DENVER - His family didn't know if they'd ever see him again, but Gary Faulkner returned to Colorado early Thursday morning, shortly after midnight, where he was met by his brother and swarmed by a throng of media.
"Man, I'll tell you what, it's so good to be back; back in native soil, and back in good old Colorado," Gary Faulkner said as he walked into the terminal at Denver International Airport.
He got a hug from his brother, Dr. Scott Faulkner, who tried to escort him through the crush of cameras, lights and reporters who peppered him with questions. Bewildered air travelers looked on at the scene moving through the airport.
"I look forward to getting a little sleep here," Gary Faulkner said. "It's been a very long flight and a very long week or so."
Last week, Scott Faulkner told the media at a news conference his brother had sold all of his carpentry tools to finance his sixth trip to Pakistan to hunt down Osama bin Laden. He said he saw his brother off at DIA not knowing if he would ever see him again.
As they were reunited in Denver, Scott Faulkner tried to steal a few moments with his brother Gary, who rose to fame last week when he was arrested in Pakistan with a 40-inch sword, a pistol and night-vision equipment, and told authorities he was out hunting the Al-Qaida leader - a man the U.S. government placed a $25 million bounty on.
It's unlikely Gary Faulkner got close to bin Laden, however. Asked if he had seen bin Laden, the jovial Greeley resident joked that he'd seen him on TV once.
The media followed Faulkner from the moment he stepped off the plane, onto the airport's train, through the main terminal, through the parking lot and to the vehicle waiting to take him home.

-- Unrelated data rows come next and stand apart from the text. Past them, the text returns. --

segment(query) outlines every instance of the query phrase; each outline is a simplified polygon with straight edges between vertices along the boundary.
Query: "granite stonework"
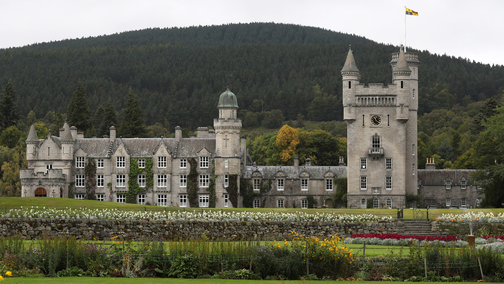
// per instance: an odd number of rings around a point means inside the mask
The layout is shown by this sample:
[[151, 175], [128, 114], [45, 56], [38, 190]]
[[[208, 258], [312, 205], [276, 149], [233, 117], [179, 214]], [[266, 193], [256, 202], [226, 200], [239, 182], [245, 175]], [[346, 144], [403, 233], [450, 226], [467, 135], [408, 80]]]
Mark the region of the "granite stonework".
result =
[[307, 236], [327, 238], [334, 235], [402, 234], [400, 221], [378, 223], [318, 222], [202, 221], [166, 220], [91, 220], [28, 218], [0, 218], [0, 235], [19, 236], [28, 240], [42, 237], [75, 237], [78, 239], [108, 240], [116, 236], [139, 239], [164, 240], [210, 239], [275, 240], [289, 238], [291, 231]]

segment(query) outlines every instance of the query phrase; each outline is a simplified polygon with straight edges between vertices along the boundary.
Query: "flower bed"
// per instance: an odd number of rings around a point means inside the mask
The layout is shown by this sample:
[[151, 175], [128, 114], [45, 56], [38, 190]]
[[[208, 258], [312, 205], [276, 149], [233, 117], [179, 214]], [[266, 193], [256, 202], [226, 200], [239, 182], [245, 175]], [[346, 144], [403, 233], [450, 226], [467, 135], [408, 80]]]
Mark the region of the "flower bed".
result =
[[4, 218], [38, 218], [55, 219], [88, 219], [115, 220], [179, 220], [183, 221], [264, 221], [282, 222], [320, 222], [362, 223], [392, 221], [391, 216], [379, 216], [369, 214], [336, 214], [329, 213], [313, 214], [296, 212], [222, 212], [222, 211], [129, 211], [117, 209], [12, 209], [3, 214]]
[[455, 236], [418, 236], [416, 235], [399, 235], [397, 234], [356, 234], [352, 235], [351, 238], [363, 238], [365, 239], [377, 238], [381, 240], [392, 239], [393, 240], [404, 240], [410, 239], [417, 241], [443, 241], [445, 242], [452, 242], [459, 241], [460, 239]]

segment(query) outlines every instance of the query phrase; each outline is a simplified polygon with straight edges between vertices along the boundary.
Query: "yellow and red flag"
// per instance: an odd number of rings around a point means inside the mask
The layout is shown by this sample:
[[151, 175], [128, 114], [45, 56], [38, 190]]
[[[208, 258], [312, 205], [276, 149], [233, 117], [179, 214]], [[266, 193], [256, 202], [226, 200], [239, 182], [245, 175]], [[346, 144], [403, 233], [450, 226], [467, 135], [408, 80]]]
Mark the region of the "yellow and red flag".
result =
[[406, 8], [406, 15], [411, 15], [412, 16], [418, 16], [418, 13], [413, 11], [411, 9], [408, 9]]

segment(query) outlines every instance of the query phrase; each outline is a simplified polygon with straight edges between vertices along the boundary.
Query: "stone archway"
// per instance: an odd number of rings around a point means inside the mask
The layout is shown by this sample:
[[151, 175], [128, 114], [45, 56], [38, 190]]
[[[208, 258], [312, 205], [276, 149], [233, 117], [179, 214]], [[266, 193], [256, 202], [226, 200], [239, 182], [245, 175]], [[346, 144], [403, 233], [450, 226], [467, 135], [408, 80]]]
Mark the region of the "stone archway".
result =
[[45, 191], [45, 189], [41, 187], [37, 188], [35, 191], [35, 197], [47, 197], [47, 192]]

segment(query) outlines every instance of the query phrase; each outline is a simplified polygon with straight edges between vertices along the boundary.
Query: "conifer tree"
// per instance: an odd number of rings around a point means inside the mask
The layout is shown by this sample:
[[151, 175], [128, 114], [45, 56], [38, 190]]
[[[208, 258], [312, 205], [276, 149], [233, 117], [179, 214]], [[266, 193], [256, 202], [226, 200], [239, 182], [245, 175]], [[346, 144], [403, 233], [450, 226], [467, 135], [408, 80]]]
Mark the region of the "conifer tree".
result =
[[75, 126], [79, 131], [86, 131], [92, 126], [89, 109], [86, 100], [86, 89], [81, 81], [72, 96], [72, 100], [68, 106], [68, 122], [72, 126]]
[[16, 125], [16, 122], [21, 117], [17, 112], [18, 106], [16, 104], [17, 94], [12, 80], [9, 80], [5, 88], [2, 93], [2, 100], [0, 101], [0, 127], [5, 129], [10, 126]]
[[144, 111], [140, 101], [131, 88], [126, 100], [126, 108], [123, 111], [124, 119], [119, 129], [120, 135], [126, 138], [145, 137], [147, 129], [144, 125]]

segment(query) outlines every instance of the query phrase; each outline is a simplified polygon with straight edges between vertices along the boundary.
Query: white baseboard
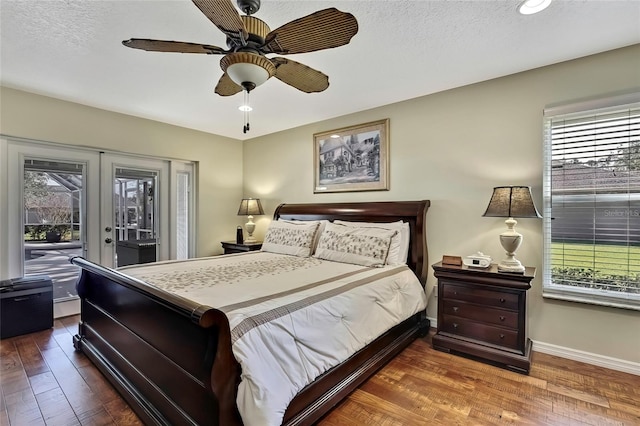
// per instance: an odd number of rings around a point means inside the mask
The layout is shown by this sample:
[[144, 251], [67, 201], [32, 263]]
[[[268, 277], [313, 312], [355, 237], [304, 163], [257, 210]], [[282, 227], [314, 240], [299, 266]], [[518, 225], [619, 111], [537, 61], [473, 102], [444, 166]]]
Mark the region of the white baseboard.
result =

During his walk through the airport, Gary Faulkner was smiling and garrulous, but didn't reveal too much information about how close he got to bin Laden, or whether he had information on his whereabouts.
"People don't realize how intense these mountain are. Our mountains are beautiful. We have some beautiful, gorgeous mountains, but we don't have the intensity that the Himalayas are," Gary Faulkner said. "It is so much easier to hide there than it is even in our mountains."
Gary Faulkner says the Rocky Mountains have a lot more wildlife than he saw while in the Himalayas.
"I'd go into the Continental Divide and that's where I'd practice and got acclimated to the cold and to the altitude," Gary Faulkner said. "So, you know, you don't just jump off the deep end and all of the sudden you're there."
When told people were calling him Rambo, Gary Faulkner smiled.
"Rocky Mountain Rambo, that's what we're going to call him," Scott Faulkner joked.
Gary and Scott Faulkner both promise a more organized news conference in the future, but the man who was dubbed the "bin Laden hunter" didn't leave without injecting his take on a political hot topic.
"I got one patriotic thing to say: If it's in your heart to do something that's good for our people - I don't care if they're Spanish, white, black or anything, we're Americans," Gary Faulkner said. "This stuff that's been happening down in Arizona is ridiculous, folks. I mean, we should be ashamed of ourselves. Really."
Scott Faulkner says he plans to check his brother's health on Thursday to see if he needs any treatment for his kidney disease.